The Missouri Department of Elementary and Secondary Education says salary issues are one of the reasons fewer people are getting teaching certificates in the state.

The average starting salary in Missouri is $31,842, nearly $7,000 less than the national average.

The Missouri State Teachers Association released its Salary Schedule and Benefits Report on Tuesday. It says there is a $19,428 difference between the highest paying district and the districts paying the state-mandated minimum starting salary in Missouri. 

"I don't think it's surprising that we're ranked where we are," said Todd Fuller, MSTA Director of Communications. "For starting teacher salary to be that near the bottom, it's discouraging."

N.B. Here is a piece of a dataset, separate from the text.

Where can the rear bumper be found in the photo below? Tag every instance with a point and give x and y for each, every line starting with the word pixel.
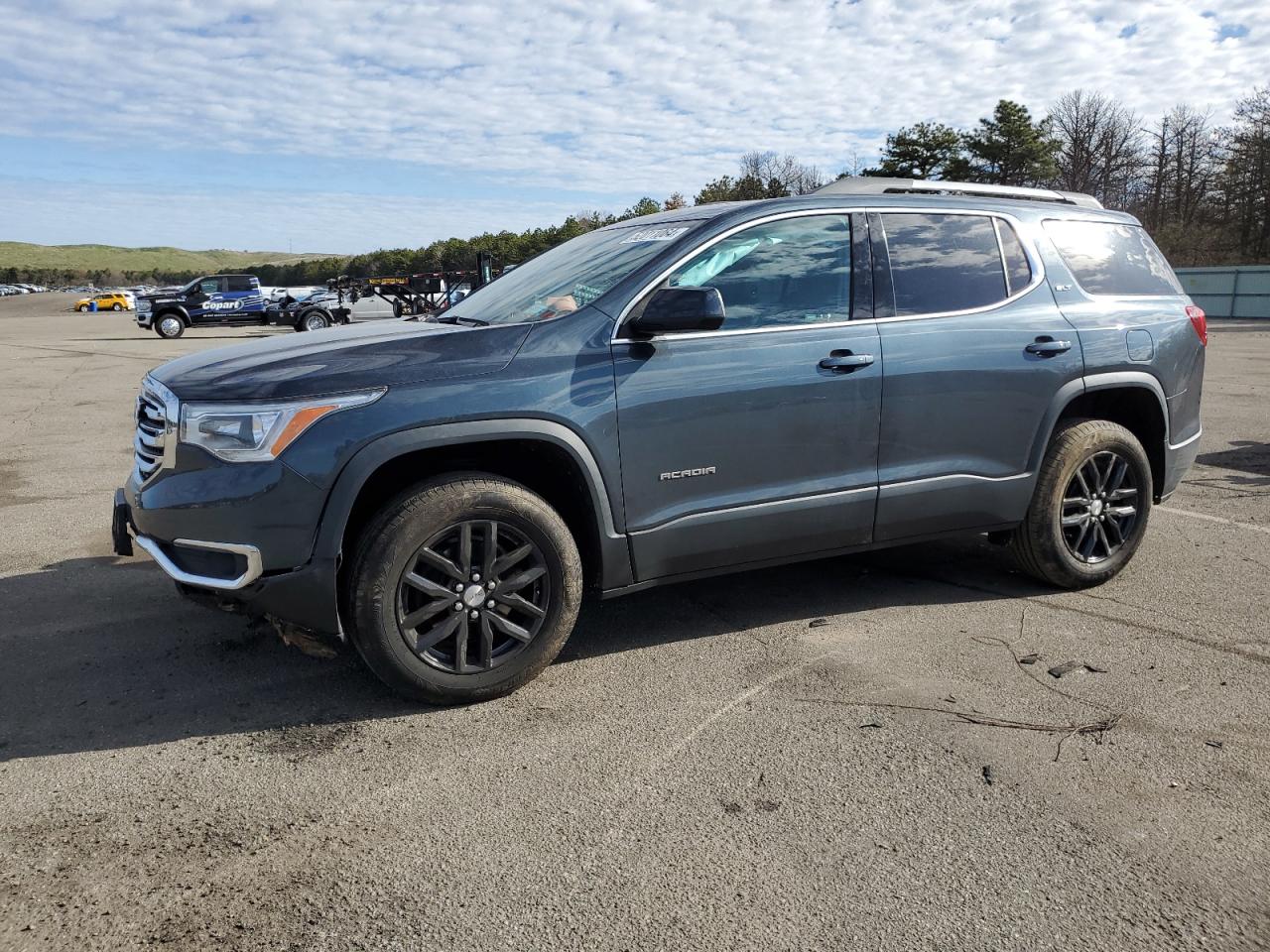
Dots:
pixel 1179 457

Fuller said one of the most surprising facts from MSTA's report is the relationship between enrollment rates and salary rates. Even though Columbia has double the enrollment of Jefferson City, its teachers make slightly smaller starting salaries. For maximum salaries, Jefferson City teachers can make almost $10,000 more.

The number of parents who want their kids to become teachers has decreased almost 30 percent since 2009. A former teacher said this sometimes prevents students from studying education in college.

"We have stories of people wanting to teach but their families discourage them," said Tina Van Ness, of the MU College of Education.

Van Ness said many people choose to teach because of passion, like she did. She said low salaries are, in part, due to a lack of appreciation for a teacher's impact.

"These children are our future, so I certainly wish our society would place a higher value on that and thereby compensate them for the work that they do," she said.

Fuller said teachers are not compensated fairly for the work they do, and he wants the state to focus more on recruiting and retaining qualified teachers.

"What we need to do is determine what we can do as a state to entice teachers and potential teachers into the workforce," Fuller said. "It's a valuable position. It's a much needed position. And, what can we do to get them in our districts and keep them in our districts?"